More than half (52%) of the 2,000-plus Americans surveyed have rented, leased or borrowed items including cars, bikes, clothing, vacation homes, tools or home appliances in the last year, rather than buying them. A resounding 83% said that they would rent, lease or borrow these items if they could do so easily. The leading reasons given for this growing “disownership” were saving money and cutting down on storage and/or maintenance.

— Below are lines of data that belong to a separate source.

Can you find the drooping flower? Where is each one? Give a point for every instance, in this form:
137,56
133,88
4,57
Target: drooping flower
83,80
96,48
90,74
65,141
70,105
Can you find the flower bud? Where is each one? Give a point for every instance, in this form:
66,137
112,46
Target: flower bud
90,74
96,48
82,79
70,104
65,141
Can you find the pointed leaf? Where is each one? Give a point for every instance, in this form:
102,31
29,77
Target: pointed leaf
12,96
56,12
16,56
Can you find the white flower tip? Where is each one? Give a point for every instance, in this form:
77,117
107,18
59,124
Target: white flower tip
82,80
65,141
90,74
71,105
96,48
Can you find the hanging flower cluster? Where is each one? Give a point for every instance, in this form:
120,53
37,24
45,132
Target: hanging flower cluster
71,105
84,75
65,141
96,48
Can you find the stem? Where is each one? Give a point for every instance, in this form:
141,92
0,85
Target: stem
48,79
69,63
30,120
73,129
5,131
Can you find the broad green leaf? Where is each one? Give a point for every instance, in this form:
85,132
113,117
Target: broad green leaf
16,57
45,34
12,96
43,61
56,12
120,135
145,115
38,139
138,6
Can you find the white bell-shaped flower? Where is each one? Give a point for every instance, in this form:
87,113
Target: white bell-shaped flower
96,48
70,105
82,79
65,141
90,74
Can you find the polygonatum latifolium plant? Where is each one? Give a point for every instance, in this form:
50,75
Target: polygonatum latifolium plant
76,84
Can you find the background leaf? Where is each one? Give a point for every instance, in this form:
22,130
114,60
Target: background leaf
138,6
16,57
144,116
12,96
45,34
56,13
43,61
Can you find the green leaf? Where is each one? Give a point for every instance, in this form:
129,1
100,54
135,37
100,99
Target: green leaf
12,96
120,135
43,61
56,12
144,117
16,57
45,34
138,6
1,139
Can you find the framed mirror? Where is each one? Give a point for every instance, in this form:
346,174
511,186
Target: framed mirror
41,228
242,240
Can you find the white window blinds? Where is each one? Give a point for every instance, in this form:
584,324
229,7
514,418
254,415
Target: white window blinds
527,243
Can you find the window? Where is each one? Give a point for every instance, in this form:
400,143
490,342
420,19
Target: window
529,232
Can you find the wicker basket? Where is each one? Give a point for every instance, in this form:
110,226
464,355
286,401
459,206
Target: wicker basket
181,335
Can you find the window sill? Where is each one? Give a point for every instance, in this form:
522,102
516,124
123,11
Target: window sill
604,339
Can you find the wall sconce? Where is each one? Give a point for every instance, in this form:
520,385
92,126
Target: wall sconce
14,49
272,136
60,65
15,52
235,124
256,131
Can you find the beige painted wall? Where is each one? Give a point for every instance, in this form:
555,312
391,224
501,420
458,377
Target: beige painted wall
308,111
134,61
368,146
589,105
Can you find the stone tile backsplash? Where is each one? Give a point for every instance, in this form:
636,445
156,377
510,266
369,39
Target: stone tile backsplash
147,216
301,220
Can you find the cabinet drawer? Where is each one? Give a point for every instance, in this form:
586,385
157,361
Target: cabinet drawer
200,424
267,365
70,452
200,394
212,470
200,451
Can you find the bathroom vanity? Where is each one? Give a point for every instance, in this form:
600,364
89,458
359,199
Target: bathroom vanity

The survey also found that the 24% of Americans 55 years of age or older were more likely to rent, lease or borrow traditionally owned items today than they were five years ago. More than half of those aged 45-54 have done so in the last two years. Of respondents in the Midwest, 46% plan to “disown” items in the next two years. In the South, that number jumps to 50%.
While a survey sample size of roughly 2,200 is relatively small, the results paint an interesting picture: that sharing and “disownership” make sense no matter where or who you are.
In addition to releasing their survey results in the handy infographic below, Sunrun also created a Guide to Disownership as an introduction to the sharing and “disownership” movement. The Disownership Manifesto, included in the guide, begins with the insightful statement, “The new status symbol isn’t what we own, it’s what we’re smart enough not to own.”